Editor's Note:  Obviously we received many letters regarding the USGP Tire Controversy.  This one covers many issues and is represenative of many of those letters.  We invite ou to continue a dialogue with us and amongst yourselves

I fully agree with Crash Gladys and Statt Mann's opinion on the USGP debacle.  Racing, I'm sorry to say, is not done primarily to entertain people.  It was borne on the desire to go faster than everyone else, and is fueled by the desire of engineers and drivers to be faster, cleverer, and smarter than the rest.

The fact is, Michelin is entirely to blame for the whole debacle.  They most certainly could have raced, without any modified chicanes, drive-through pitlanes, or a limited top speed through the final corner.  As is my understanding, tire suppliers are supposed to bring two specifications of tires to each race; one being a higher performance tire that teams will obviously favor, and one that is of a higher safety factor, and thus, lower performance.  It was evident on the Friday practices that there was a problem when both Ralf Schumacher and Ricardo Zonta crashed pretty heavily. 

This wasn't because of the Toyota riding their tires too severely, but evidently because the Michelin tires weren't up to scratch.  This was known pretty early into the weekend, and the lower spec tires could have been selected before qualifying.  There would have been no problem, there would have been a full race, and fans would be happy.

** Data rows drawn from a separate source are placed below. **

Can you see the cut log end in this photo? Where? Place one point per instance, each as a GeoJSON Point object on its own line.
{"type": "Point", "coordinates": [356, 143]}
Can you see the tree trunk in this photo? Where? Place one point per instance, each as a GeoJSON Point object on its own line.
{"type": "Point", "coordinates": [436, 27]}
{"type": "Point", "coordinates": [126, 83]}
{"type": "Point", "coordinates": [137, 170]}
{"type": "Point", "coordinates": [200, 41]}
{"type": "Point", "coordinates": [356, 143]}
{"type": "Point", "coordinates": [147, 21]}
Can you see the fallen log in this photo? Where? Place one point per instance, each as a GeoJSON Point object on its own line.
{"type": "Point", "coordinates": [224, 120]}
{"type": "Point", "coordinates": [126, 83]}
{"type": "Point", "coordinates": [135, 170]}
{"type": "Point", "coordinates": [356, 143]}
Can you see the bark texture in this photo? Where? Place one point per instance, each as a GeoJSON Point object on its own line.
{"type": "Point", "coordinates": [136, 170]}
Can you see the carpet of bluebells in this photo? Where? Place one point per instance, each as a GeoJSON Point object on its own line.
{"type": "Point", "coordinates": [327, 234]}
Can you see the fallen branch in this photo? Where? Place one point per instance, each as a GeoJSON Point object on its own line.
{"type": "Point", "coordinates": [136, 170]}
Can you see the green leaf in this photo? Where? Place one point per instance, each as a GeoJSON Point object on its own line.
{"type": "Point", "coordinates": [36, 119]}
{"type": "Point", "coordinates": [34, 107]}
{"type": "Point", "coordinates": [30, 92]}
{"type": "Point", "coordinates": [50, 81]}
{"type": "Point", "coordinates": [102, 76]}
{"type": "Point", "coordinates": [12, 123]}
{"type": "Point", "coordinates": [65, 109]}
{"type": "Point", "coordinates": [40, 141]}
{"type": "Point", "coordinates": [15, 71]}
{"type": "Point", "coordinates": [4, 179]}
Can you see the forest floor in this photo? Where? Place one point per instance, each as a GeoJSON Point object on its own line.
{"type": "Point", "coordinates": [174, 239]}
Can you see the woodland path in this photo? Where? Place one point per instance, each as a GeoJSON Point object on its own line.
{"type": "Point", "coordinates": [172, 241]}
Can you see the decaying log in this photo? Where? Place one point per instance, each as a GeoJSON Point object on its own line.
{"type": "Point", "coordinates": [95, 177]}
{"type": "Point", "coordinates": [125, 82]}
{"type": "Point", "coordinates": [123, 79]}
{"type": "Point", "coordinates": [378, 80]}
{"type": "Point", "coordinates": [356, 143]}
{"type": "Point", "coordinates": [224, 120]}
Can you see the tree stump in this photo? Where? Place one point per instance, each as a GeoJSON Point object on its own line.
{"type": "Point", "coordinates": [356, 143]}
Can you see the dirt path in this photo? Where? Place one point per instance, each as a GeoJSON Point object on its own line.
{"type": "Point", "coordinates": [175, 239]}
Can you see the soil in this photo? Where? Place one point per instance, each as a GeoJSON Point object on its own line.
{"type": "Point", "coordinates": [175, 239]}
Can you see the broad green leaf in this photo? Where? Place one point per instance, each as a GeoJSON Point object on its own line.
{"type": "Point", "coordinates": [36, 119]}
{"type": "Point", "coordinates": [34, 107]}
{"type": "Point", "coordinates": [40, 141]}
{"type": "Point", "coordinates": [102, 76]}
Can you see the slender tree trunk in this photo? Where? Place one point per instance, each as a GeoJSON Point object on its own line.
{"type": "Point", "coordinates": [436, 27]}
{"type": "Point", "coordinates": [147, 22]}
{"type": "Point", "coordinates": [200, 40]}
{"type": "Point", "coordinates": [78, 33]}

Michelin, frankly, has no excuse for what happened.  They have the backing of 7 teams, millions and millions of dollars, and at least 21 drivers in the winter to put in countless miles in testing on a number of circuits.  As well, this isn't the first time Michelin has been to Indy, having first raced there with BMW Williams in 2001.  There has been plenty of data acquired over the years, and in spite of the fact that there has been a pretty substantial shake up in the technical regulations, Bridgestone still produced a tire durable enough, so why couldn't Michelin do the same?  They tried too hard to maximize performance in the name of safety factor, obviously, and they paid the price.  Ralf Schumacher was injured (again) in the same place he crashed pretty severely in 2004, again on Michelins.
Bridgestone did nothing wrong by racing, they came prepared.  They didn't have to fly in a new set of tires in a rush from France.  Rules are rules, they were initially set out to level the playing field, cut costs, and essentially put an end to Ferrari's dominance of the sport.

Michelin doing their part to refund fans who made their way to IMS indicates their acknowledgement that they were in the wrong, not just to appease fans and to try to keep racing in the States.  Hopefully Formula 1 will stay in the United States, as it has a rapidly growing and educated following, and maybe visit the great U.S. circuits like Laguna Seca, Watkins Glen, Road America and the great street courses of the 70s and 80s.